1 : 1 : 2 : case (tail fibs) of { [] -> []; x:xs -> scanl (+) (2+x) xs; }

and now it goes on like that, if you ask for further elements, remember haskell won't evaluate the expression further, after reaching normal form or a data constructor or a partially applied function, if you don't ask for it.

old answer:

So basically it is

fibs = 1 : scanl (+) 1 fibs
fibs = 1 : 1 : scanl (+) 2 (tail fibs)
fibs = 1 : 1 : 2 : scanl (+) 3 (tail (tail fibs))
fibs = 1 : 1 : 2 : 3 : scanl (+) 5 (tail (tail (tail fibs)))
fibs = 1 : 1 : 2 : 3 : 5 : scanl (+) 8 (tail (tail (tail (tail fibs))))

In the evaluation of the next list element, scanl get evaluated. So we directly get the next element as the value handed to scanl as second parameter. For the then following element haskell stores the computation, which will always evaluate the second branch of the case, as we are always one element behind in consuming fibs. Here the next fibonacci number is calculated as f q x.

Of course it will not be some stacked succession of tail calls in the last parameter of scanl, but there will be some method of keeping the position in the list in a more direct way, as we already computed it. I used those stacked tail calls to enable an easier understanding.

PS: Additional answer to one the comments:

1: tail fibs = scanl (+) 1 fibs
2:           = scanl (+) 1 (1 : scanl (+) 1 fibs)
3:           = 1 : scanl (+) 2 (scanl (+) 1 fibs)
-- with the equation from line 1 we can do
4:           = 1 : scanl (+) 2 (tail fibs)
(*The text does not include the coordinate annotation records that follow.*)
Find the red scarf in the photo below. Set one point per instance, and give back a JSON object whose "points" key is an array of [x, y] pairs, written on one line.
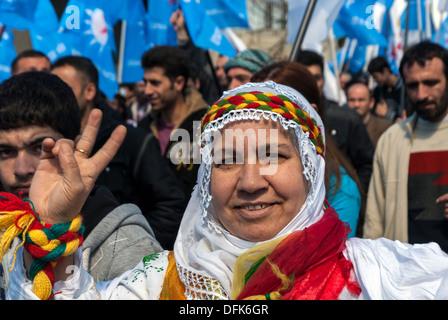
{"points": [[312, 260]]}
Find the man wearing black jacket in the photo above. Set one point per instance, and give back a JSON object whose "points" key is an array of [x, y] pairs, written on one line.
{"points": [[343, 124], [137, 174]]}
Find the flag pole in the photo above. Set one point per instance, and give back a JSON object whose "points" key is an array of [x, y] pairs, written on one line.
{"points": [[121, 52], [302, 30], [443, 5], [406, 31]]}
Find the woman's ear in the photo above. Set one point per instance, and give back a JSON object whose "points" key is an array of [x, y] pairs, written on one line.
{"points": [[90, 91]]}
5: tail (tail fibs) = scanl (+) 2 (tail fibs)
6:                  = scanl (+) 2 (1 : scanl (+) 2 (tail fibs))
7:                  = 2 : scanl (+) 3 (scanl (+) 2 (tail fibs))
-- with the equation from line 5 we can do
8:                  = 2 : scanl (+) 3 (tail (tail fibs))

and so on.

PSS: In your try to expand it, you set fibs = [1] which is wrong. It is 1 : some computation, not yet done thanks to lazyness.

Answer 3

Maybe this will be more clearer:

-- scanl f z [x1, x2, ...] == [z, z `f` x1, (z `f` x1) `f` x2, ...]
let fibs = 1 : scanl (+) 1 fibs

   fibs
=> 1 : scanl (+) 1 fibs
=> 1 : scanl (+) 1 (1:...)
=> 1 : 1 : scanl (+) (1 + 1) (tail $ 1:1:...)
=> 1 : 1 : scanl (+) 2 (1:...)
=> 1 : 1 : 2 : scanl (+) (2 + 1) (tail $ 1:2:...)
=> 1 : 1 : 2 : scanl (+) 3 (2:...)
=> 1 : 1 : 2 : 3 : scanl (+) (3 + 2) (tail $ 2:3:...)
=> 1 : 1 : 2 : 3 : scanl (+) 5 (3:...)
=> 1 : 1 : 2 : 3 : 5 : scanl (+) (5 + 3) (tail $ 3:5:...)
=> 1 : 1 : 2 : 3 : 5 : scanl (+) 8 (5:...)
=> 1 : 1 : 2 : 3 : 5 : 8 : scanl (+) (8 + 5) (tail $ 5:8:...)
=> 1 : 1 : 2 : 3 : 5 : 8 : scanl (+) 13 (8:...)
=> 1 : 1 : 2 : 3 : 5 : 8 : 13 : scanl (+) (13 + 8) (tail $ 8:13:...)
=> 1 : 1 : 2 : 3 : 5 : 8 : 13 : scanl (+) 21 (13:...)
=> 1 : 1 : 2 : 3 : 5 : 8 : 13 : 21 : scanl (+) (21 + 13) (tail $ 13:21:...)
=> 1 : 1 : 2 : 3 : 5 : 8 : 13 : 21 : scanl (+) 34 (21:...)

Answer 4

Scan and fold are similar except in one thing. In fold the result being the final value but in scan, it's a list of all the intermediate values up to the final one.
As we're concatenating first number onto the front of the list, the first fibonacci number will be 1. The second fibonacci number will also be 1 (the second argument to scan), after that every fibonacci number is the sum of the previous number (scan's running total) and the one before that.